Ask ten people to name a Michael Jackson album and at least nine of them will probably mention Thriller, which propelled his career into the stratosphere in 1982. That gazillion-seller overshadows the fact that, three years earlier, we had already glimpsed his greatness with Off the Wall. Recorded when Jackson was just 20, it gave us such classics as ‘Don’t Stop ’Til You Get Enough’, ‘Rock With You’ and ‘She’s Out Of My Life’. As this re-release shows, the record can still hold its own with anything the late singer recorded. It stands as one of the greatest albums in the pop firmament.
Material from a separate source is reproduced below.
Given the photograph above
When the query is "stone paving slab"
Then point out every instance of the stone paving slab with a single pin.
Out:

Much of the credit for Off the Wall’s endurance should probably go to the dream team Jackson and CBS assembled in the studio. Chief among them was producer, Quincy Jones, the musical genius the singer had first encountered working on the film, The Wiz. Stevie Wonder and Paul McCartney wrote songs for the record, and it also marked the emergence of Rod Temperton, the little-known funkster from Cleethorpes, Lancashire, who wrote ‘Rock With You’ and the magnificent title track. The latter tune offers a blueprint for living we’d all do well to heed: “Leave that nine to five upon the shelf And just enjoy yourself C’mon and groove, and let the madness in the music get to you.”
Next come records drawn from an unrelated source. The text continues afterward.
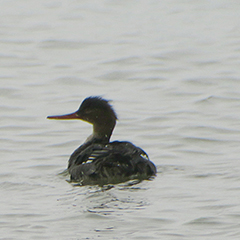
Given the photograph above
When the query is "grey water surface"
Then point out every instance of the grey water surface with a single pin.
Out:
(172, 69)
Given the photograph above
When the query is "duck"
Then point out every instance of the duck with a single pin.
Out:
(101, 162)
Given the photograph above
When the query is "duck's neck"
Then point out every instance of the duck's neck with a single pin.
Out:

But none of those collaborations should take away from Jackson’s own input. His years as a childhood star ensured he was already a veteran of the music business and, as well as the sublime vocals, he wrote three of the tracks, and helped produce several more. His talent, work-ethic, and spirit were feeding off the joyous dancefloors of disco culture, and, ultimately, he created an album that transcended the era. Listen and be reminded.
- The re-release’s accompanying documentary, Michael Jackson’s Journey From Motown to Off the Wall, directed by Spike Lee, will be shown on RTÉ2 tonight at 10.45pm.